Deputy Minister of Defense for Digitalization
- In office 15 April 2022 – 27 August 2026
- President: Kassym-Jomart Tokayev
- Minister: Ruslan Jaqsylyqov Däuren Qosanov

Personal details
- Born: 21 December 1990 (age 35) Kazakh SSR, Soviet Union
- Party: Ädilet (since 2026)
- Children: 3
- Education: King's College London Karagandy Technical University

Military service
- Allegiance: Kazakhstan
- Service: Ministry of Defense
- Years of service: 2022–2026

= Darhan Ahmediev =

Kazakh politician (born 1990)

Darhan Meiramūly Ahmediev (Дархан Мейрамұлы Ахмедиев; born 21 December 1990) is a Kazakh politician serving as a member of the 1st Kurultai from the Ädilet party list. Previously, he served as deputy minister of defense for digitalization from 2022 to 2026.

== Early life and education ==
Ahmediev was born on 21 December 1990 in the Kazakh SSR, the Soviet Union.
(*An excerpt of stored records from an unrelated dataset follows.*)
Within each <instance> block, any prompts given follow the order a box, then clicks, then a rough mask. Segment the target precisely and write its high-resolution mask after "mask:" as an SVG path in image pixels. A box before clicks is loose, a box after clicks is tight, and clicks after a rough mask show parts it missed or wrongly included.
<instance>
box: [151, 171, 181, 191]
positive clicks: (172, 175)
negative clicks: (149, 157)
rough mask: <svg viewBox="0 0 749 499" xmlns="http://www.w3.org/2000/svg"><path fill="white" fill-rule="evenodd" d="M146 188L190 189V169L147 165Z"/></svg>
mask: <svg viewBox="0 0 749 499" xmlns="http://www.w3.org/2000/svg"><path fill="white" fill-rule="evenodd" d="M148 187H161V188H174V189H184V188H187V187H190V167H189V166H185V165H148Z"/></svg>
He graduated from Karagandy Technical University with a degree in information security systems. Later, under the Bolashak scholarship program, Ahmediev also earned a degree in cybersecurity from King's College London.

== Early career ==
Ahmediev began his career in 2012 as an analyst at National Information Technologies JSC.

From 2013 to 2015, he served as an expert at the Ministry of Emergency Situations and a chief expert at the Agency for Civil Service Affairs and Anti-Corruption.

From 2017 to 2022, Ahmediev held the positions of head of Division, deputy head, and subsequently head of the IT Development Department at the Ministry of Digital Development, Innovations and Aerospace Industry.

== Political career ==
On 15 April 2022, by president Kassym-Jomart Tokayev's decree Darhan Ahmediev was appointed deputy minister of defense for digitalization, serving under ministers Ruslan Jaqsylyqov and later Däuren Qosanov.

Following the legislative elections on 23 August 2026, the Adilet party, of which Ahmediev is a member, secured the majority of votes in the newly formed unicameral parliament, the Kurultai. On 27 August, the Central Election Commission registered Ahmediev as a member of the 1st Kurultai, after which he was relieved of his post as deputy minister of defense. The following day, during the first session of the Kurultai, Ahmediev was elected chairman of the Committee on Digitalization, Innovation, and Science.

== Personal life ==
Ahmediev is married and has three children. He speaks Russian, English and Turkish, in addition to his native Kazakh.